A circunstância de os Apelantes não possuírem outro imóvel em Portugal, para além do locado, é apenas um requisito (objectivo) a cumular com o da necessidade.
Aliás, nas alegações de recurso, vêm, no fundo, os Recorrentes tentar colmatar a deficiência que se verifica no texto da notificação judicial, alegando agora matéria de facto que, a provar-se, poderia conferir o direito à denúncia.
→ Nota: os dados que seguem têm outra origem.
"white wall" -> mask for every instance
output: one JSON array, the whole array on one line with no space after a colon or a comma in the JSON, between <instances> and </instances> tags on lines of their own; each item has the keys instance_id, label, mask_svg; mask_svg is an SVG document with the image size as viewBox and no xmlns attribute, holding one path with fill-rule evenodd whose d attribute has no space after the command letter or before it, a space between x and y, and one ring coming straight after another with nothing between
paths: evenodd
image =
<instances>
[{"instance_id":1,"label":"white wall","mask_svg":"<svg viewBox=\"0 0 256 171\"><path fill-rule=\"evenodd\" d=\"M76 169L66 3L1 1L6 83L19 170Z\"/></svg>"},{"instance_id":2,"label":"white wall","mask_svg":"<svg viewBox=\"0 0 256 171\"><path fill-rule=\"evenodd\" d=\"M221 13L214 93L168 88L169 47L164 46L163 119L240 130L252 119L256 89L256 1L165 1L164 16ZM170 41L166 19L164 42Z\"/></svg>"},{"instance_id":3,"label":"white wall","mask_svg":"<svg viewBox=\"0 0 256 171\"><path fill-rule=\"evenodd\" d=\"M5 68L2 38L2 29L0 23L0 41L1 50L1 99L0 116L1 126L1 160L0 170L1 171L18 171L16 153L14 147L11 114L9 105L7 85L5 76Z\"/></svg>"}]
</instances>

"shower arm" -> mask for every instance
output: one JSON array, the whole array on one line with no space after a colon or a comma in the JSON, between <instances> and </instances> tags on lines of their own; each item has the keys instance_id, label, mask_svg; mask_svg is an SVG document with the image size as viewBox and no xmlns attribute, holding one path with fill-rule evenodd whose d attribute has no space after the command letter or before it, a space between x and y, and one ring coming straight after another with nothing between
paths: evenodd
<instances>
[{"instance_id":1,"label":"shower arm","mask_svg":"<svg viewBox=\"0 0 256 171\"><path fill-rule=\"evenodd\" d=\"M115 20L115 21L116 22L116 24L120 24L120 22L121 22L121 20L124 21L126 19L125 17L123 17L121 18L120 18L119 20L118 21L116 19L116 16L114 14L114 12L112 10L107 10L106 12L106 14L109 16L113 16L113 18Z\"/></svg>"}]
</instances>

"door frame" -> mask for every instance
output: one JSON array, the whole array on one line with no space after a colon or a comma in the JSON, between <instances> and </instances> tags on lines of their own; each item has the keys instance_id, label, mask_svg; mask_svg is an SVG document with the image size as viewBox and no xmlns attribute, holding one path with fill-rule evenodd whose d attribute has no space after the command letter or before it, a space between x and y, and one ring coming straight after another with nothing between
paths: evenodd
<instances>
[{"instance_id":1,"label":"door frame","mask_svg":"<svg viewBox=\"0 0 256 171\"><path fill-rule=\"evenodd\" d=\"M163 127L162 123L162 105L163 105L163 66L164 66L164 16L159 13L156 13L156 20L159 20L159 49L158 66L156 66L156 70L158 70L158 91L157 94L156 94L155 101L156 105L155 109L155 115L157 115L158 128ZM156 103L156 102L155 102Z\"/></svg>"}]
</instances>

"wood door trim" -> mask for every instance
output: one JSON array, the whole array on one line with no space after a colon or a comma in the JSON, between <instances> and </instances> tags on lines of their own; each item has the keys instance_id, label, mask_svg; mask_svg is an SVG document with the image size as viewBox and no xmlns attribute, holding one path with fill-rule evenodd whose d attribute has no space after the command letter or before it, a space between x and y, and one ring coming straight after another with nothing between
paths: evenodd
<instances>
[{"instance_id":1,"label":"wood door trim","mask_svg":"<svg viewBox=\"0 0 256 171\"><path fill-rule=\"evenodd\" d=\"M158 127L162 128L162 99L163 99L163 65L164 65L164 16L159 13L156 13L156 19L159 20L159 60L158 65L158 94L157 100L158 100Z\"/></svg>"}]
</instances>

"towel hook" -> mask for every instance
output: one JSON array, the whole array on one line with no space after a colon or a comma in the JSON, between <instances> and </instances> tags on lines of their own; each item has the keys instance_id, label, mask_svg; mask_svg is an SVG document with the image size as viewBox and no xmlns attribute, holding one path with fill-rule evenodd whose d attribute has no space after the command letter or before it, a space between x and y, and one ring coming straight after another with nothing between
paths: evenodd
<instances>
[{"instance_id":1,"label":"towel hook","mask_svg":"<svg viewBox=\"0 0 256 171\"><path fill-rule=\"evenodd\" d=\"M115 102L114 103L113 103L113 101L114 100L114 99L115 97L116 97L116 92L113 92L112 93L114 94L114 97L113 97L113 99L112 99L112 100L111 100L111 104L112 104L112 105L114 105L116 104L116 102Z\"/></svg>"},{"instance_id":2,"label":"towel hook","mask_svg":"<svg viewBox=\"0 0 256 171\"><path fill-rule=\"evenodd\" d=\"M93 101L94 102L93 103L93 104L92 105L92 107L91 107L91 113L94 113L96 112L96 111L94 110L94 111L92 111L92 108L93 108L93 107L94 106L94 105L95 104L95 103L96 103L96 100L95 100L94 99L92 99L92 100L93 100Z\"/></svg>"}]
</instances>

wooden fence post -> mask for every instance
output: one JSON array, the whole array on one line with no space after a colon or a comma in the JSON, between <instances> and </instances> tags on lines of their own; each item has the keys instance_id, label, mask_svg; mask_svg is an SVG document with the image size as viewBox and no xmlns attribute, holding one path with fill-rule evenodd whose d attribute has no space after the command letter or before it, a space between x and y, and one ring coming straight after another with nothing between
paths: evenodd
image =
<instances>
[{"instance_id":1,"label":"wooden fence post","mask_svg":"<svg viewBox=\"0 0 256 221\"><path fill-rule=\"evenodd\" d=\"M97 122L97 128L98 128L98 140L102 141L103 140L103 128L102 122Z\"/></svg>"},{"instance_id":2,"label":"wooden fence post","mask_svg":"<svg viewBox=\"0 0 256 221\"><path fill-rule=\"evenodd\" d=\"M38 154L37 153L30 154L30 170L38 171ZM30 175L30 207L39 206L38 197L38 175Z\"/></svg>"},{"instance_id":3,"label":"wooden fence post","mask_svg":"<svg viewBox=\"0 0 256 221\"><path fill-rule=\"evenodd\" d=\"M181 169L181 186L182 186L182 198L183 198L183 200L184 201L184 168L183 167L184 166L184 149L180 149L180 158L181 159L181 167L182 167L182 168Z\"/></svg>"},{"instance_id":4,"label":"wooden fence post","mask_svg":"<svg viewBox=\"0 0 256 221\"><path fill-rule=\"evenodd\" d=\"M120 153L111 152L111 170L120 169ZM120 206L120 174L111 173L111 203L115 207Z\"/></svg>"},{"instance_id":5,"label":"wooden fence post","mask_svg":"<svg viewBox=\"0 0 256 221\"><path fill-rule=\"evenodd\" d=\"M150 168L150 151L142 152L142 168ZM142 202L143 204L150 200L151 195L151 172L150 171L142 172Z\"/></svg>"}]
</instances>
Contudo, a fase recursória, não é o momento próprio para o efeito, posto que, como é sabido, aos tribunais de recurso não cabe conhecer de questões novas, mas apenas reapreciar a decisão do tribunal a quo.
Assim sendo, conclui-se pela não verificação do requisito previsto na alínea a) do artigo 1101° do Código Civil, pelo que não se pode julgar validamente denunciado o contrato.

4. Por outro lado, à denúncia com o fundamento na necessidade de habitação pelo senhorio ou pelos seus descendentes em 1.º grau, continua a aplicar-se a alínea a) do n.º 1 do art.107.º do RAU (cfr. art. 26.º/4, al. a)), que se transcreve:
«1. O direito de denúncia do contrato de arrendamento, facultado ao senhorio pela alínea a) do n.º 1 do artigo 69.º, não pode ser exercido quando no momento em que deva produzir efeitos ocorra alguma das seguintes circunstância:

   a) Ter o arrendatário 65 ou mais anos de idade ou, independentemente desta, se encontre na situação de reforma por invalidez absoluta, ou, não beneficiando de pensão de invalidez, sofra de incapacidade total para o trabalho».

    Ora, no caso, o R. veio, na oposição, alegar que tem 92 anos, juntando cópia do bilhete de identidade de onde consta que nasceu em 10/01/1921, pelo que, sempre lhe seria aplicável a referida excepção constante no citado artigo 107º, nº 1 do RAU, impeditiva da denúncia do contrato.           

            IV – DECISÃO

   Termos em que acorda em julgar improcedente a apelação assim se mantendo a decisão recorrida.

Custas pelos Recorrentes.

Lisboa, 13 de Março de 2014.

(Fátima Galante)

(Gilberto Santos Jorge)

(António Martins)


[1] Com as alterações introduzidas pela Lei n.º 31/2012 de 14 de Agosto, a denúncia deixa de ser efectuada com recurso ao Tribunal, passando a operar por mera comunicação ao arrendatário da qual conste o respectivo fundamento.
[2] Ac. STJ de 21 de Março de 2012, Relator: Lopes do Rego, www.dgsi.pt/jstj.